CMS STUDENTS EXPLORE MARTIAN LANDSCAPE WITH CLASSROOM ROVERS


An out of this world project is going on with our eighth graders in the Cardinal Middle School PHabLab! Students have been working hard in technology class to assemble Mars rovers (similar to the one on Mars now, just much smaller) in class.

Students are working in groups, following the steps to assemble the rovers in their “Gaining Traction on Mars” kits from Palmer Hamilton. Once assembled, students then explore and study how the rover navigates over a “plain surface” (i.e. the floor) versus a simulated Martian landscape of sand and rocks. Students are tasked with timing how long their rover takes to go a measured distance on the floor, with and without weight, and then they do the same in the Martian landscape. Students record their findings and then decide how to change their rover so it navigates the Martian landscape better. (Spoiler alert – the first set of wheels had a lot of rovers getting stuck in the sand and rocks in the Martian landscape quickly.)

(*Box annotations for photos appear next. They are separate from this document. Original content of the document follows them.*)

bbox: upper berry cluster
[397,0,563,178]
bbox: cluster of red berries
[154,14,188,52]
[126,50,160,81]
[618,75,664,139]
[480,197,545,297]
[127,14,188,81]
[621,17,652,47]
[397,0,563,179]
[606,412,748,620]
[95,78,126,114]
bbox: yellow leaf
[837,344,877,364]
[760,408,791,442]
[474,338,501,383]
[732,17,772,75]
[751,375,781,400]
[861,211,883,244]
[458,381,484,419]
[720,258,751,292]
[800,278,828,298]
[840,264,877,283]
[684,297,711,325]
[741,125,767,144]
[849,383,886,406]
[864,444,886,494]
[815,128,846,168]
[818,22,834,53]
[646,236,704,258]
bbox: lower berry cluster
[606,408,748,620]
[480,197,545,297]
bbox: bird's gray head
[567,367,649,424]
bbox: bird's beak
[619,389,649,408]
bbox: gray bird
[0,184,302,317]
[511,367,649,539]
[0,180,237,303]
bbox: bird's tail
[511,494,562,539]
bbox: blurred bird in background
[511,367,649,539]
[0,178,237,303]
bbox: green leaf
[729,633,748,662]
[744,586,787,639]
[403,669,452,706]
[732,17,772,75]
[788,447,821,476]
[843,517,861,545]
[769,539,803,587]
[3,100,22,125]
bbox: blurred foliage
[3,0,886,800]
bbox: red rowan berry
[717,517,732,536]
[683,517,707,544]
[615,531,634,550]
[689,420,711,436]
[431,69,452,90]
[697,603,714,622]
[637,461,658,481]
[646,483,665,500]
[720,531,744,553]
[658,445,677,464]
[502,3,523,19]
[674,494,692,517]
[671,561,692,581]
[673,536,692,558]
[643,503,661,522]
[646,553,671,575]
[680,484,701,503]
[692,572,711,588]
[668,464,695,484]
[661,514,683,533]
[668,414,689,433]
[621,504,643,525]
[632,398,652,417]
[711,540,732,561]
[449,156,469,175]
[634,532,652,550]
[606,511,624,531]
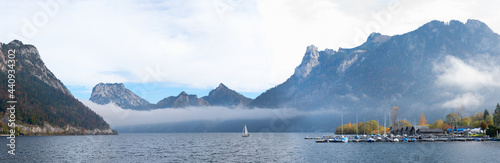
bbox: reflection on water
[0,133,500,162]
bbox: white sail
[243,125,250,137]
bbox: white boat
[242,125,250,137]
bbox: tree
[470,112,484,122]
[457,105,467,118]
[389,106,399,126]
[486,125,500,138]
[444,112,460,126]
[429,119,443,129]
[470,121,481,128]
[493,103,500,126]
[396,119,411,127]
[418,112,427,126]
[485,115,494,125]
[460,117,471,126]
[480,121,488,134]
[483,109,490,120]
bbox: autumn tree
[389,106,399,126]
[470,112,484,122]
[444,112,460,126]
[485,115,494,125]
[396,119,411,127]
[460,117,471,126]
[493,103,500,126]
[456,105,467,118]
[483,109,490,120]
[418,112,427,126]
[480,122,488,134]
[430,119,443,129]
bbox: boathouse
[417,128,443,135]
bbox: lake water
[0,133,500,162]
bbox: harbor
[304,135,500,143]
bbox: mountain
[0,40,113,135]
[202,83,252,107]
[89,83,153,110]
[156,91,210,108]
[251,20,500,119]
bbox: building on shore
[390,126,443,136]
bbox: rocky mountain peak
[203,83,252,107]
[0,40,71,95]
[295,45,320,78]
[156,91,210,108]
[251,20,500,119]
[90,83,151,110]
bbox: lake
[0,133,500,162]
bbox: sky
[0,0,500,103]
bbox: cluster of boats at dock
[305,134,499,143]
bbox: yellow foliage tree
[418,113,427,126]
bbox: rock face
[156,92,210,108]
[0,40,111,134]
[0,40,71,95]
[251,20,500,118]
[89,83,153,110]
[203,83,252,107]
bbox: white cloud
[81,100,337,127]
[0,0,500,95]
[442,93,484,109]
[434,55,500,91]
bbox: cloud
[442,93,484,109]
[433,55,500,91]
[81,100,337,127]
[0,0,500,95]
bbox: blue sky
[0,0,500,103]
[68,83,261,103]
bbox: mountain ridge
[250,19,500,119]
[89,83,252,110]
[0,40,113,135]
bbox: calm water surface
[0,133,500,162]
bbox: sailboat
[242,125,250,137]
[341,114,349,143]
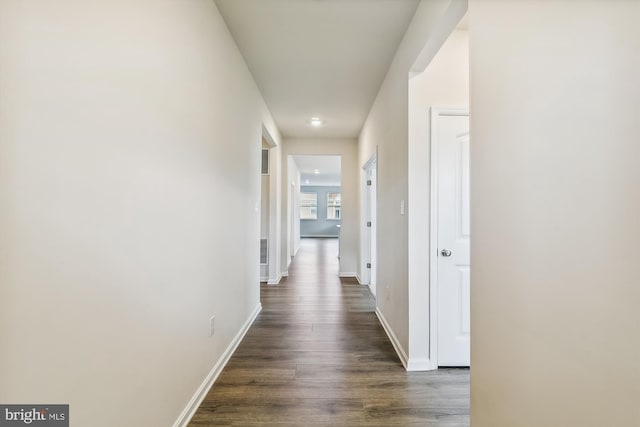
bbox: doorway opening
[407,10,471,371]
[360,155,378,298]
[288,155,342,270]
[429,107,471,366]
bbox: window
[300,192,318,219]
[327,193,341,219]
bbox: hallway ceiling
[216,0,419,138]
[293,155,342,186]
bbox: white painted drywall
[282,138,360,277]
[0,0,279,427]
[358,0,466,369]
[469,0,640,427]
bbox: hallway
[190,239,469,427]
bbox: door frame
[358,151,378,298]
[429,106,469,369]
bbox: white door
[432,113,471,366]
[364,157,378,296]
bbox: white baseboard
[173,303,262,427]
[266,275,282,285]
[376,307,409,370]
[407,357,438,372]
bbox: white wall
[469,0,640,427]
[0,0,278,426]
[358,0,466,369]
[282,138,360,277]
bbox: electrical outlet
[209,316,216,337]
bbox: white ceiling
[216,0,419,138]
[292,155,342,186]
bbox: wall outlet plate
[209,316,216,337]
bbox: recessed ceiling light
[309,117,324,127]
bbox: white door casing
[430,107,471,366]
[363,155,377,296]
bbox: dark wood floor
[190,239,469,427]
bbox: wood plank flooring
[190,239,469,427]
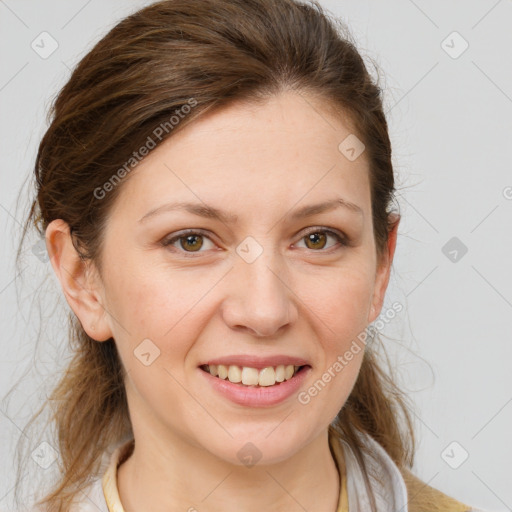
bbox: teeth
[205,364,300,386]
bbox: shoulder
[401,468,485,512]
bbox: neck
[117,430,340,512]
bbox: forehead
[110,92,369,222]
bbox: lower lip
[198,366,311,407]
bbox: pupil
[185,235,203,249]
[308,233,325,247]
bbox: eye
[161,228,349,257]
[161,229,215,253]
[301,228,348,252]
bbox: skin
[46,92,398,512]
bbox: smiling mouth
[199,364,309,388]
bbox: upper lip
[199,354,309,370]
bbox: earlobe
[368,213,401,323]
[46,219,112,341]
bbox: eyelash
[161,227,350,258]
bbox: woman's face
[56,92,394,464]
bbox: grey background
[0,0,512,511]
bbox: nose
[222,251,298,337]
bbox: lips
[198,354,311,370]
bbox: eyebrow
[138,197,364,224]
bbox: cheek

The classes are keeping track of their data for a friendly competition between the teams to see which rover can go the furthest in the various settings. In addition to constructing the rover and testing its speed, velocity, friction and torque, students are also using the skills they’ve learned on the Cricut to create custom bumper stickers for their rovers!

Technology teacher Mrs. Mandi Matchinga says she is impressed with the work students have done and the solutions they’ve come up with to try to improve their rovers. Great work everyone!

 

 

CMS eighth graders Brenna S. and Nicholi M. time their rover to see how quickly it travels a measured distance over sand and rocks. Students will use their findings to then redesign their rover to see if the new design gets better results.

 

 

CMS eighth graders Brooklyn J., Ryan M., and Hunter L. prepare their rover to travel across a simulated Martian landscape of sand and rocks. Students will time how long it takes the rover to travel a measured distance and then determine how to redesign the rover so it goes faster.

 

CMS eighth graders Chester B. and Reese S. work together to construct a Mars rover from the “Gaining Traction on Mars” kit from Palmer Hamilton.